Some industries, like healthcare, and B2B, are transforming how they measure and execute advertising campaigns. Here are five best practices to demystify digital advertising success metrics — use them to better understand the impact of digital ads and optimize your campaigns for success.
Determine your goal and define success
Whether your goal is to generate new leads or build brand awareness, your first step will be to define what success looks like for your ad campaign. You’ll need to ask yourself, “what is the action I want my audience to take?” and “what data do I want to capture?”
To quantify the success of a lead generation ad campaign, you will want to track the quantity, yes, but especially the quality of new leads. For a more nuanced view, track measures like return visitors in Google Analytics (did new leads find value in your content?) and customer drop-off (where are new leads dropping out of their journey?). Trends could reveal barriers to conversion, such as misleading CTA messaging or clunky website forms.
For brand awareness campaigns, reporting impressions and likes still matter. However, measures that show how your audience interacts and engages with your brand can be better indicators of success. These include metrics like shares and click-through rates to a landing page or website.

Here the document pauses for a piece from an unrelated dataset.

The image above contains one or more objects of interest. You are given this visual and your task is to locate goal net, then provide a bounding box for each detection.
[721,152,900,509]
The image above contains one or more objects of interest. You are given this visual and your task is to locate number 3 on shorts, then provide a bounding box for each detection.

Separate valuable from superficial engagement
In marketing, we often talk about driving “engagement,” but engagement can mean different things. Many marketers are left wondering, “How do I separate valuable engagement from superficial engagement?”

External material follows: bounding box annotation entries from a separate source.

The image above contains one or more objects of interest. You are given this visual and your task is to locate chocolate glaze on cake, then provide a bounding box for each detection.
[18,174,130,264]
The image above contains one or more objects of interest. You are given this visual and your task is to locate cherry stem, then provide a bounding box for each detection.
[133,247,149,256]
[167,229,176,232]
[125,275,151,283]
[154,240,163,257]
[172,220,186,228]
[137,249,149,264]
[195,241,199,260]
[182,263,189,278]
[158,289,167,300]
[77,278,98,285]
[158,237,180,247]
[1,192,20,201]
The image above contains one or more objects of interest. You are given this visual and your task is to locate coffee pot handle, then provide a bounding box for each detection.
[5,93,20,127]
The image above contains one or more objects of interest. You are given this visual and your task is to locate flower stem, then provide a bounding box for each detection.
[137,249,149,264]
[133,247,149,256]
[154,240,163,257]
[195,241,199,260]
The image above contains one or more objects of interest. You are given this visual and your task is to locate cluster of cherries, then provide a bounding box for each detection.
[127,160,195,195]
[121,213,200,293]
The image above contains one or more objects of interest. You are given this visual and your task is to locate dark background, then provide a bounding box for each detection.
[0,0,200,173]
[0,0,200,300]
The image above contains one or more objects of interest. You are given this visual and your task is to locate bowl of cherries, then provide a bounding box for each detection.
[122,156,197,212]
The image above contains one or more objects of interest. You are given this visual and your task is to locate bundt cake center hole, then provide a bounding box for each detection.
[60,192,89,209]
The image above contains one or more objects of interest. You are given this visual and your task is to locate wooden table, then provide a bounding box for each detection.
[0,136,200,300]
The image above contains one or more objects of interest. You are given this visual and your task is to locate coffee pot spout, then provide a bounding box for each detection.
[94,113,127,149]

Certain measures, like downloads and click-through rate, are more valuable than others, such as likes or views. This is because when users download your content or click through to your website, these actions indicate that they find value in what you’re providing and want to further engage with your brand.
Listen to your customers
Marketers struggle with knowing how and when their customers want to hear from them. You know that showing a customer an ad only once may not be enough to nudge them to convert. Showing them an ad 50 times, though, is likely to annoy them. How can you find the right balance? The answer is data.
Data can help you home in on the best way to reach your customers. By tracking your data, you can determine: which topics they engage with most; when, where, and how often to serve them ads; and when to retarget.
Expand your measurements
Once you have a full understanding of how ads perform on individual channels, start expanding your measuring efforts to gauge how cross-channel efforts are working together to maximize impact. For example, did the same customer interact with you through both a social ad and paid search? How many interactions did it take — across all your channels — before they converted?
A key theme of Salesforce’s Digital Advertising 2020 report is that advertisers are turning to new metrics to gauge the success of their campaigns. According to the report, 27% of advertisers cite “lifetime value of a customer” as an important metric to optimizing their digital advertising. Tracking performance across every channel is essential to understanding valuable measurements like these.
In a data-driven world, understanding metrics is the best way to gain a full view of your customer and how they experience your brand. For example, say you’re building a lead generation campaign for a B2B brand. You see that a customer subscribed to email through a digital ad. Then, they opened four emails over two weeks, engaged with an ad on social media, and spoke with a sales rep. Four weeks later, they made a purchase.
Tracking this data across all your customers shows you precisely how and where customers engage over their full journey, so you can set benchmarks for building even more effective cross-channel campaigns.